Supervised vs Unsupervised vs Semi / Self Supervised vs Reinforcement Learning

TL;DR

Machine learning is described as applied statistics: models improve from data experience by learning statistical patterns.

Briefing Cornell Notes

Briefing

Machine learning is essentially applied statistics that lets systems improve from experience—either from labeled examples provided by humans or from patterns found in data without labels. The practical payoff is that computers can learn to recognize speech, filter spam, generate text, and recommend content, often by extracting “features” (input variables) and mapping them to an outcome (the label or target). That framing matters because it clarifies why different learning approaches exist: the availability and cost of labels, the structure of the data, and whether feedback arrives immediately or only after actions.
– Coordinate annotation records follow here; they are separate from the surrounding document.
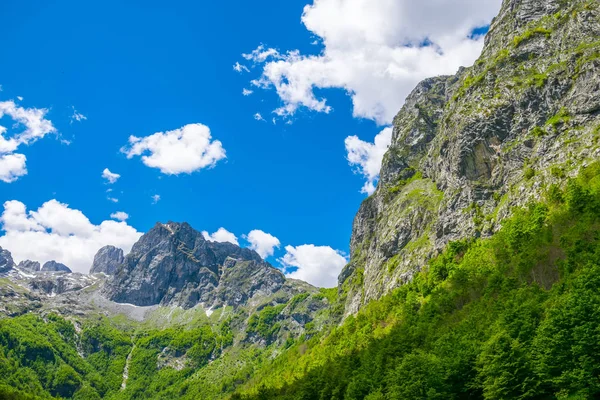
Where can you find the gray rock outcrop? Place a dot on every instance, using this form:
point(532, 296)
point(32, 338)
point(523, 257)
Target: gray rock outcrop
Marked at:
point(29, 266)
point(6, 261)
point(107, 260)
point(175, 264)
point(468, 148)
point(53, 266)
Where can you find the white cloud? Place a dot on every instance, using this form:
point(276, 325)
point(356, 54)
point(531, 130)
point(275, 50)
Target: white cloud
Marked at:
point(263, 243)
point(221, 235)
point(240, 68)
point(110, 177)
point(368, 156)
point(77, 116)
point(57, 232)
point(12, 166)
point(32, 119)
point(317, 265)
point(183, 150)
point(374, 50)
point(120, 216)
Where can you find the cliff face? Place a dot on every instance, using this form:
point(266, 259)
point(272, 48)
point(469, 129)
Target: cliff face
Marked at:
point(467, 148)
point(174, 265)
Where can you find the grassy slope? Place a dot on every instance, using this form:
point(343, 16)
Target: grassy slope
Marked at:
point(514, 316)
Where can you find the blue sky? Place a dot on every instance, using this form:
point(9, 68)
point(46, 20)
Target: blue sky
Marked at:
point(142, 67)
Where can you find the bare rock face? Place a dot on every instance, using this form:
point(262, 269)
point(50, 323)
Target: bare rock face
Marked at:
point(55, 284)
point(107, 260)
point(6, 261)
point(53, 266)
point(468, 148)
point(29, 266)
point(173, 264)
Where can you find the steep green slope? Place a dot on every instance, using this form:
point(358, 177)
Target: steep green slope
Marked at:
point(467, 148)
point(513, 316)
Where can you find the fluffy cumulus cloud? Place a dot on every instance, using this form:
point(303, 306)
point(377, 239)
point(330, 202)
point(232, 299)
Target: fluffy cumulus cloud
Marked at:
point(110, 177)
point(221, 235)
point(57, 232)
point(30, 125)
point(183, 150)
point(375, 50)
point(367, 157)
point(120, 216)
point(77, 116)
point(263, 243)
point(12, 167)
point(317, 265)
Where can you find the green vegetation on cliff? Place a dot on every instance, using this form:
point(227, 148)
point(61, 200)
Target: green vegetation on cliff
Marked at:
point(513, 316)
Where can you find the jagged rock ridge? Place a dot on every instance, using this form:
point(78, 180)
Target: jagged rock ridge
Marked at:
point(6, 261)
point(53, 266)
point(467, 148)
point(29, 266)
point(173, 264)
point(107, 260)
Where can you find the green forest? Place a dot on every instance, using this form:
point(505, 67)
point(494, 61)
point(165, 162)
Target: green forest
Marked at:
point(514, 316)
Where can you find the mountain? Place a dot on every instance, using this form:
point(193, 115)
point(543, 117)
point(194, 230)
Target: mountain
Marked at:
point(468, 148)
point(173, 264)
point(29, 266)
point(6, 261)
point(474, 270)
point(53, 266)
point(107, 260)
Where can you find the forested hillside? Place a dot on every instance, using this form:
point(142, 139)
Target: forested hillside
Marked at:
point(474, 270)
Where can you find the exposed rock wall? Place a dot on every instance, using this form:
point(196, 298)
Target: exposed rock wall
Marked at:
point(469, 147)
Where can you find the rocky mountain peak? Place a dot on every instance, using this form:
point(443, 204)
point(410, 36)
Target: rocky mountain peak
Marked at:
point(468, 148)
point(174, 264)
point(6, 261)
point(53, 266)
point(107, 260)
point(29, 266)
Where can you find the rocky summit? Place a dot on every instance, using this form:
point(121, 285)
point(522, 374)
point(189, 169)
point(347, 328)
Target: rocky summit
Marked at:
point(474, 270)
point(468, 148)
point(53, 266)
point(107, 260)
point(173, 264)
point(29, 266)
point(6, 261)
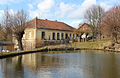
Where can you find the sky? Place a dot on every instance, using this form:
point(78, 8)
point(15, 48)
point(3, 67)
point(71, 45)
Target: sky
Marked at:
point(67, 11)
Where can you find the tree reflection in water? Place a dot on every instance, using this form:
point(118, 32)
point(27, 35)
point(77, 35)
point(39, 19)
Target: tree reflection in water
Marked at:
point(85, 64)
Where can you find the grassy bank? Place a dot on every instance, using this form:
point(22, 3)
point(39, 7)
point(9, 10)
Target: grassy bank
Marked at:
point(96, 44)
point(43, 49)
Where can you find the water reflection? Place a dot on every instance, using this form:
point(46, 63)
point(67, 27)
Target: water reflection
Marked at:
point(62, 65)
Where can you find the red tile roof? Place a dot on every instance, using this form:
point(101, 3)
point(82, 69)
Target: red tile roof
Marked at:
point(47, 24)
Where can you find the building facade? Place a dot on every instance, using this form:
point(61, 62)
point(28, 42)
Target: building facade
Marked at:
point(6, 46)
point(41, 32)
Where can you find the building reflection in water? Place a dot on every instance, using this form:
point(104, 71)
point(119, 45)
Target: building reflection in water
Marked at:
point(62, 65)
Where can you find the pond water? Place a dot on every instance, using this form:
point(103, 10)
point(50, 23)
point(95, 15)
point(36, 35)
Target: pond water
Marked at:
point(77, 64)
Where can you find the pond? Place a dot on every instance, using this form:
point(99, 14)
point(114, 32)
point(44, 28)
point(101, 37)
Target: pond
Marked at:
point(76, 64)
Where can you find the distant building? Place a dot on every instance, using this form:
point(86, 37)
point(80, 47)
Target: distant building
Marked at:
point(41, 32)
point(6, 46)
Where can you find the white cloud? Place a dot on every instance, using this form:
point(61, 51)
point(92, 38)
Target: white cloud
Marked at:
point(30, 6)
point(80, 11)
point(43, 9)
point(9, 1)
point(46, 5)
point(65, 9)
point(72, 10)
point(76, 23)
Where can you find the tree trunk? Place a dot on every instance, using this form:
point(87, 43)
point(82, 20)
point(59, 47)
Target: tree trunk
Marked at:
point(115, 38)
point(20, 44)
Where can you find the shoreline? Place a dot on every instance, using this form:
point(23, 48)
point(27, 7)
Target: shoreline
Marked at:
point(46, 49)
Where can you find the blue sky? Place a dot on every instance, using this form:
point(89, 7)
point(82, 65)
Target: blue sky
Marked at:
point(68, 11)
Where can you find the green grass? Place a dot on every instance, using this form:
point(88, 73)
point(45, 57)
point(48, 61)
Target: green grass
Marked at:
point(96, 44)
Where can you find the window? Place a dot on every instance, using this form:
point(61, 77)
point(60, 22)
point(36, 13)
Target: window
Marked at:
point(43, 35)
point(70, 35)
point(73, 36)
point(66, 36)
point(62, 36)
point(58, 36)
point(53, 36)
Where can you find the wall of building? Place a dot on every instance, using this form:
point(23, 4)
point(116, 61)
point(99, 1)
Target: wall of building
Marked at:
point(33, 37)
point(49, 36)
point(29, 37)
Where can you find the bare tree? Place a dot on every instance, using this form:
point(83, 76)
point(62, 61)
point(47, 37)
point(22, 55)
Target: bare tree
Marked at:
point(15, 23)
point(110, 24)
point(18, 26)
point(93, 16)
point(5, 28)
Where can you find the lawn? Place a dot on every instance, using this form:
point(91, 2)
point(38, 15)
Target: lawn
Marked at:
point(96, 44)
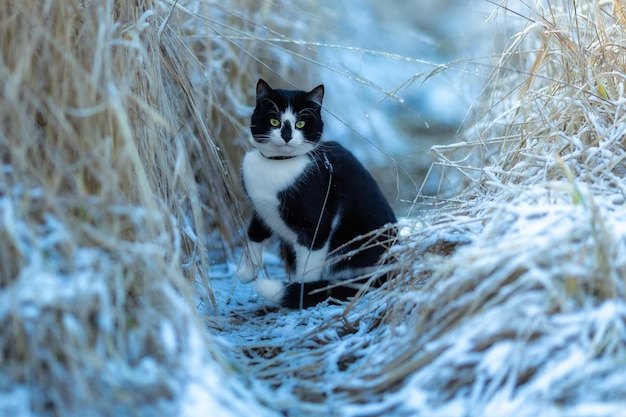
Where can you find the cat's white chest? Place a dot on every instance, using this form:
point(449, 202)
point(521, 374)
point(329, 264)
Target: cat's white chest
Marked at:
point(264, 179)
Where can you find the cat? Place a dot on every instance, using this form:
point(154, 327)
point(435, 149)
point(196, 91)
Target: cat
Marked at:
point(328, 212)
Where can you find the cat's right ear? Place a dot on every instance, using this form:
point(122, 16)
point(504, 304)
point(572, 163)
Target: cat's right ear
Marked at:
point(263, 89)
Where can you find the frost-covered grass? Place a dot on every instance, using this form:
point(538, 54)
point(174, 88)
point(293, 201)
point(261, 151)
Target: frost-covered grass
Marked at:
point(122, 124)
The transcript starts by defining machine learning as a branch of artificial intelligence that uses statistical methods to improve with experience from data. Deep learning is introduced as a subcategory that relies on multi-layer networks to make decisions. Features are described as the input variables—like housing attributes such as number of rooms, bathrooms, and square footage—while the output variable is the target, such as housing price. This input-output setup becomes the backbone for later distinctions among learning types.

Several real-world examples tied to YouTube illustrate where machine learning shows up in everyday products. Auto-generated captions rely on speech recognition that converts spoken audio into text, with accuracy affected by accents. Spam classification in YouTube Studio filters comments into “likely spam” or “needs review” by learning from previously labeled examples. Text generation appears in suggested replies, where the system learns what responses fit based on patterns from prior interactions. Recommender systems—highlighted as the creator’s research area—power personalized video suggestions on platforms like Netflix, Amazon, and YouTube, using signals such as “people who liked this also liked that,” video similarity, and preferences from similar users.
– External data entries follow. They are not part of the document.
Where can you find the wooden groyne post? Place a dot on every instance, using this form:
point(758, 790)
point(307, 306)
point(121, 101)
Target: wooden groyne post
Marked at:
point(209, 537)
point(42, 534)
From there, the transcript lays out the main learning categories. Supervised learning trains on a dataset with labels, meaning the “right answer” is known for each example. The goal is to learn a general mapping from features to labels so predictions can be made for new inputs without known outcomes. A key limitation is that labeled data can be expensive or impossible to exhaustively collect—speech recognition, for instance, faces an effectively infinite space of possible sentences.

Unsupervised learning flips the assumption: the data has no labels, so the task is to find structure such as clusters or anomalies. The transcript uses anomaly detection as an example, where most points form clusters representing normal behavior and outliers fall outside those clusters. Because human intuition breaks down in high-dimensional spaces, algorithms help identify outliers that are not visually obvious.

Self-supervised learning is presented as a way to manufacture labels from unlabeled data by masking part of the input and training the model to predict the missing piece. The same idea is applied to text (fill in a missing word or phrase) and images (reconstruct a missing region), often using deep learning due to the complexity of learning these underlying properties.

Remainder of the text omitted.